From TradeKing CEO Don Montanaro:
TradeKing and Zecco share a similar mission, applying pressure on the industry to give the individual investor a far better trading experience and a far greater value. By merging, we have an opportunity to ratchet up our ability to influence the direction of the online brokerage industry. We believe this is great news for clients of both firms and investors as a whole.
Tradeking concentrated on equity options and Zecco offered Foreign exchange trading along with the more traditional stocks and options. Together these specialties will combine to add more options for investors.
[Related: TradeKing Review]
Even as a combined company, some analysts are skeptical that they can compete with the top five. Most consumers have seen the commercials for the top five brokerages but have probably never heard of Tradeking or Zecco.
In some industries, size is important and that is true in the brokerage business.
Consumers are more likely to trust their money to larger financial institutions instead of taking the chance on a smaller, less known company even if the price and features appear to be better. These two headwinds may prove to be too much for the combined company.
Still, this could be great for Tradeking which already gets high praise for its customer service and low-price trades.
In an industry filled with big players and deep pockets for advertising, this merger not only makes sense from a competitive standpoint but combining services to give customers more for the same low price is a smart and likely necessary step, according to analysts.
What do you think of the Tradeking and Zecco merger? Are you a customer of either?

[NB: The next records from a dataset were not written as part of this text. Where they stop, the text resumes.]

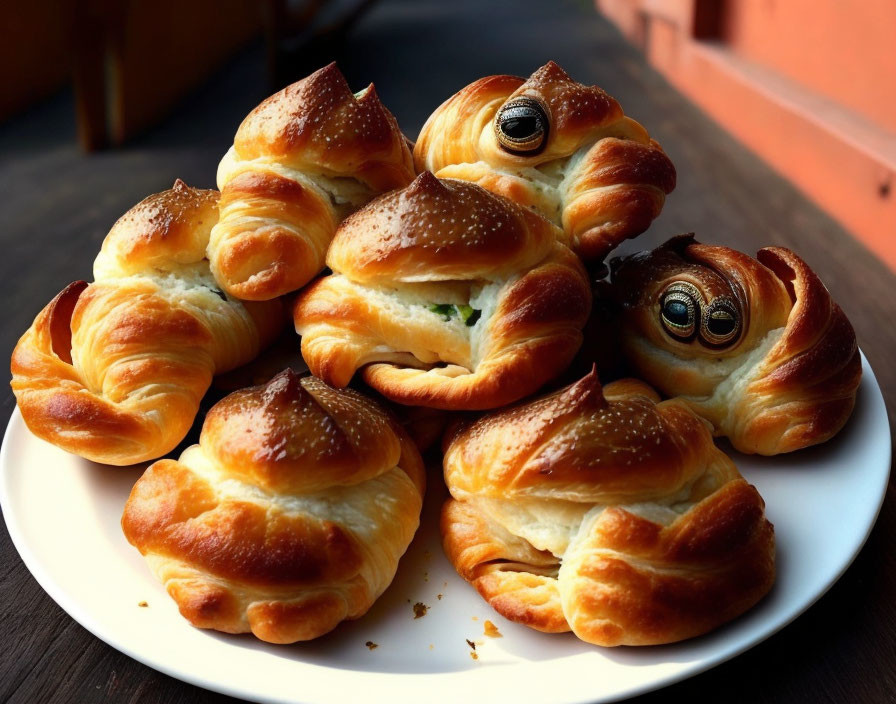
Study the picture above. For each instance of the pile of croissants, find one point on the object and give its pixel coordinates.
(438, 289)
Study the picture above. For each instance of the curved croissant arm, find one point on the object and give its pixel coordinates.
(288, 517)
(114, 371)
(301, 161)
(562, 148)
(781, 376)
(804, 390)
(613, 516)
(529, 330)
(445, 296)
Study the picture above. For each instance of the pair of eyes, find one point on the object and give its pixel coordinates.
(684, 315)
(522, 125)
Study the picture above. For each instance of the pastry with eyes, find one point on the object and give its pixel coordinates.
(446, 296)
(756, 346)
(288, 517)
(300, 162)
(605, 513)
(564, 149)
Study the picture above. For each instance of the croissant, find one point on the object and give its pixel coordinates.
(300, 162)
(564, 149)
(445, 296)
(288, 517)
(114, 370)
(607, 514)
(756, 346)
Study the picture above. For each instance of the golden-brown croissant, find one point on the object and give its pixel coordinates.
(562, 148)
(288, 517)
(445, 296)
(607, 514)
(756, 346)
(114, 370)
(300, 162)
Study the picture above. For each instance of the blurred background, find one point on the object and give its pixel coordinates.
(780, 116)
(805, 84)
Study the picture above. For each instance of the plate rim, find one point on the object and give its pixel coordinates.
(75, 610)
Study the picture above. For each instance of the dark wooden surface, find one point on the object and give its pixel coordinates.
(58, 204)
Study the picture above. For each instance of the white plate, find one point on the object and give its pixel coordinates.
(63, 515)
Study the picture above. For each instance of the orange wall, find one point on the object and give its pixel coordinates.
(843, 49)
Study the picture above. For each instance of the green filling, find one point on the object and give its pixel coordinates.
(466, 313)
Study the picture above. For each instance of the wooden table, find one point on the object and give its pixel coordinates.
(58, 205)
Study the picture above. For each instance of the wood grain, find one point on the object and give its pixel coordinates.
(58, 205)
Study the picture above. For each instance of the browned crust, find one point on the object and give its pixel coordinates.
(617, 189)
(275, 226)
(803, 391)
(318, 122)
(643, 585)
(58, 407)
(534, 334)
(144, 357)
(298, 434)
(438, 229)
(817, 366)
(174, 513)
(257, 559)
(626, 580)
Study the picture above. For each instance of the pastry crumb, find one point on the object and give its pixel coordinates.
(491, 630)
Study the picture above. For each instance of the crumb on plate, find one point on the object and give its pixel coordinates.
(491, 630)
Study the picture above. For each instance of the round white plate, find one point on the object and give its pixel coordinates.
(63, 515)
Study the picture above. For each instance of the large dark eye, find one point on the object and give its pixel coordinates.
(720, 323)
(521, 126)
(679, 306)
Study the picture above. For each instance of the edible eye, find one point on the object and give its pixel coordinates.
(720, 323)
(678, 310)
(521, 126)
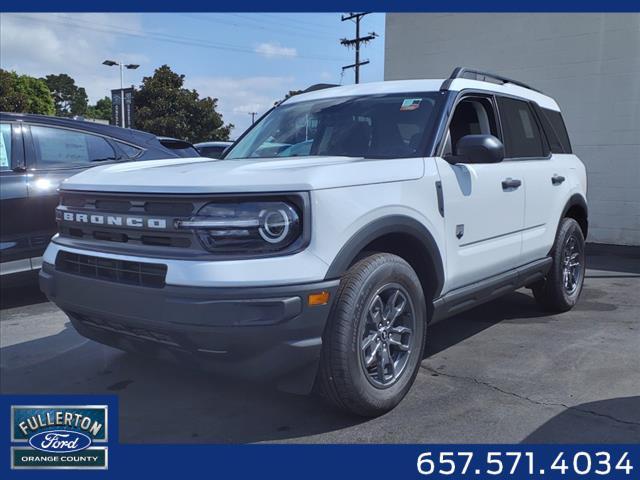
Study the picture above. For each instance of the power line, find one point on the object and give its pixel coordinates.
(262, 26)
(356, 42)
(162, 37)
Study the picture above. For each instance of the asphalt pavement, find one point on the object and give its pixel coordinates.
(505, 372)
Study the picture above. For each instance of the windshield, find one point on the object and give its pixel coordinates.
(372, 126)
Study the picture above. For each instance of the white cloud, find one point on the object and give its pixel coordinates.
(274, 50)
(238, 97)
(41, 44)
(325, 75)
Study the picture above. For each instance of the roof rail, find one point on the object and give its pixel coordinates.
(462, 72)
(319, 86)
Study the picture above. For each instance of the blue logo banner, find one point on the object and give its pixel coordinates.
(304, 461)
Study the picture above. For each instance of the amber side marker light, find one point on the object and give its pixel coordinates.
(320, 298)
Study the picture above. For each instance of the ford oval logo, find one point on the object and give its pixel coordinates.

See more from the CEOs of TradeKing and Zecco:
Eric J. Nisall - DollarVersity says
It would be interesting to see what happens going forward. Smart Money just came out with their Discount Broker Rankings and had TradeKing and Zecco 6th and 7th respectively with banking product offerings, pricing in terms of fees, and research among the categories that were lacking. I’d be curious to see if any of those concerns are addressed and/or improved upon, considering it will have a (possibly) stronger customer base as the foundation of the company going forward.
To be honest, it would have take a heck of a lot for me to leave E*Trade for either of the individual companies, but mergers always make me a bit skittish, and now would not even consider a move there for at least a year or more. I would have to have plenty of time to evaluate the viability of the new company, as well as see what becomes of the powers that be from each as the smoke clears.